Now when you connect the app to using the Garmin SSID it will be able to access the plotters and it will also be able to access the internet (assuming it picks up a DHCP address in the .6.100 -.6.110 range from the balance)
Crate another SSID called ‘internet’ leave it without a VLAN (so its on the default untagged network). Leave that untagged network segment in the 192.168.1.1/24 range.
Any device that needs internet but does not need access to the Garmin marine network can connect to the ‘Internet’ wireless network SSID.

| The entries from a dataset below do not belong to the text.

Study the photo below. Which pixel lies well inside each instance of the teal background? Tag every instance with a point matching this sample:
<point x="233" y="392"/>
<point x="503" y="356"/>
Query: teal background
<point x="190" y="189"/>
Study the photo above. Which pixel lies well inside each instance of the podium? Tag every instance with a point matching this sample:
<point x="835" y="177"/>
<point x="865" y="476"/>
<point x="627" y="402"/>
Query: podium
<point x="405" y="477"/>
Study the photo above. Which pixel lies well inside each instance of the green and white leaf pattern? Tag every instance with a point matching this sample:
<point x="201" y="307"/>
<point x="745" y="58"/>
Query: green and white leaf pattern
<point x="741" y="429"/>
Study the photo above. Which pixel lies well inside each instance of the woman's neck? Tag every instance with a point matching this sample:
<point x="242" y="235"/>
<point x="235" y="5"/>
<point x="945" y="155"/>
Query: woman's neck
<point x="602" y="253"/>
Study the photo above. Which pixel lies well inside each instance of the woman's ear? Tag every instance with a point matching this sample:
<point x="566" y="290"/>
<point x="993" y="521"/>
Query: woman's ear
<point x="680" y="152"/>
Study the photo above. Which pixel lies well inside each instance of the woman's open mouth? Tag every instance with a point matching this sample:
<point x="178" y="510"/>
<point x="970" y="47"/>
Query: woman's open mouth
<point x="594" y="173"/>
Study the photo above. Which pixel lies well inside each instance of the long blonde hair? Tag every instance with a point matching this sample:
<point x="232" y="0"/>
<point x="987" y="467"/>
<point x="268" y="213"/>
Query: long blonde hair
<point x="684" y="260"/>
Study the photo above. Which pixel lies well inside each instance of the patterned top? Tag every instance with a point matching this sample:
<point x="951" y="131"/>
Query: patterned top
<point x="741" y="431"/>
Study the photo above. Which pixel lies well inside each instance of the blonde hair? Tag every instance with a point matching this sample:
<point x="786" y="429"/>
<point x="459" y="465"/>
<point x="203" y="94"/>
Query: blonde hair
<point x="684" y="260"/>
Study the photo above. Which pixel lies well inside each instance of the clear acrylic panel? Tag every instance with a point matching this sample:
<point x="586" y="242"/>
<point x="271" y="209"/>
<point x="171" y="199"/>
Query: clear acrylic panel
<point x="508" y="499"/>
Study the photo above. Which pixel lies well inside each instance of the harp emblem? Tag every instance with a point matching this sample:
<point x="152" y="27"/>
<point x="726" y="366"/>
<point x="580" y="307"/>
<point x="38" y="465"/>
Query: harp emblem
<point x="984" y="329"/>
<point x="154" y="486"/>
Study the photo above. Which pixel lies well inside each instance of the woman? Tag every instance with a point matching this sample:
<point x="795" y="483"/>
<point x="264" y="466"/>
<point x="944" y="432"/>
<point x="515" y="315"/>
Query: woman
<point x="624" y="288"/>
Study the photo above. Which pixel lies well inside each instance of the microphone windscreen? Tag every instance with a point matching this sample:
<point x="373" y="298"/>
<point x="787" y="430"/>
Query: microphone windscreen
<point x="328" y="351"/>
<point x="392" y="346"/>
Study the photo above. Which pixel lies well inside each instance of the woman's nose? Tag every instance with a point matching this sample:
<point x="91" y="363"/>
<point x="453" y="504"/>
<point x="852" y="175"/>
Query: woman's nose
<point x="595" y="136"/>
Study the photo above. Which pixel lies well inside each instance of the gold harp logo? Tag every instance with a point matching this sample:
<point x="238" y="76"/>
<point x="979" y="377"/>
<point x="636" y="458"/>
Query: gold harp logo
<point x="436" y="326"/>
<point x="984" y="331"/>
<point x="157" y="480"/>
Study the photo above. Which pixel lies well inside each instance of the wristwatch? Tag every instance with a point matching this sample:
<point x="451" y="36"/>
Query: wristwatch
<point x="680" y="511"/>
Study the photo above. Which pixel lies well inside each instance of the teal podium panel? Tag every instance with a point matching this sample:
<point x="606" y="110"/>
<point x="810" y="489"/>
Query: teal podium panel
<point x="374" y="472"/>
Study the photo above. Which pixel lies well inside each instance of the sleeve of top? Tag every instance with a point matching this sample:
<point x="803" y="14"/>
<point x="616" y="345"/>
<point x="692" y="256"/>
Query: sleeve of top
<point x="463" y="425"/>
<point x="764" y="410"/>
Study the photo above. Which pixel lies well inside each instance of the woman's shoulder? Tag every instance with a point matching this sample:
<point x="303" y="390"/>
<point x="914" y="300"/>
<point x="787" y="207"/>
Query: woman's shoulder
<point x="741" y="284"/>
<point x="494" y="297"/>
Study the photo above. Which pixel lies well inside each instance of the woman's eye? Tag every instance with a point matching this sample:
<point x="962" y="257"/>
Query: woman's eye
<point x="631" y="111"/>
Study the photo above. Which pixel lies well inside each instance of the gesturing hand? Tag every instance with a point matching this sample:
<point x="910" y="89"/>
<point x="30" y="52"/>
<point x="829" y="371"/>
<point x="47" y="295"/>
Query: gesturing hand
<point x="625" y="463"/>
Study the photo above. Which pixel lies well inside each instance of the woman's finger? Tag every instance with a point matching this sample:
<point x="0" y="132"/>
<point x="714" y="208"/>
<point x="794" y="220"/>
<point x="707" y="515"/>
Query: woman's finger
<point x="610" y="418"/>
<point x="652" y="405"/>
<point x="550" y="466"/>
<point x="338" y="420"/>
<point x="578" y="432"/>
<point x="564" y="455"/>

I would also enabled IGMP Snooping on the Garmin SSID settings as it seems the radar and sonar devices flood the network with multicast packets - although I’m not sure which devices you have.
Ok, so then it gets more complicated lol … Pat McQueen is actually where I started, the issue is . His system is much older and it doesn’t give out addresses to attached devices … If I put an AP on the garmin side of the network … The chart plotters are likely to give our addresses without DNS or gateway information …
What I’m ultimately trying to accomplish here … Is the Garmin chart plotters not giving out incomplete ip addresses to say an iPad … If I put everything on the same network , turning the chart plotters on last , I can open the helm app and AirPlay it to a tv … Basically what really screws me up here … Is the chart plotters giving out those random ip addresses with missing dns and gateway information … A lot of the devices like sonos don’t allow for static IP address to be set or this wouldn’t be a problem …
Ok, so helm app needs to be in the 172.16.x.x stack with a subnet of 255.255.0.0 to open … But also needs to access 'Internet" network to work with AirPlay …
Then you either need a way to block the DHCP response from the plotters reaching the user devices, or accept that you can’t have a user device connected to the garmin marine data network that can also access the internet and the rest of the vessel’s data network.
On most managed switches there is the option to enable DHCP filtering (or snooping) that will block unwanted DHCP responses (from rogue DHCP servers)- do you have a managed switch onboard?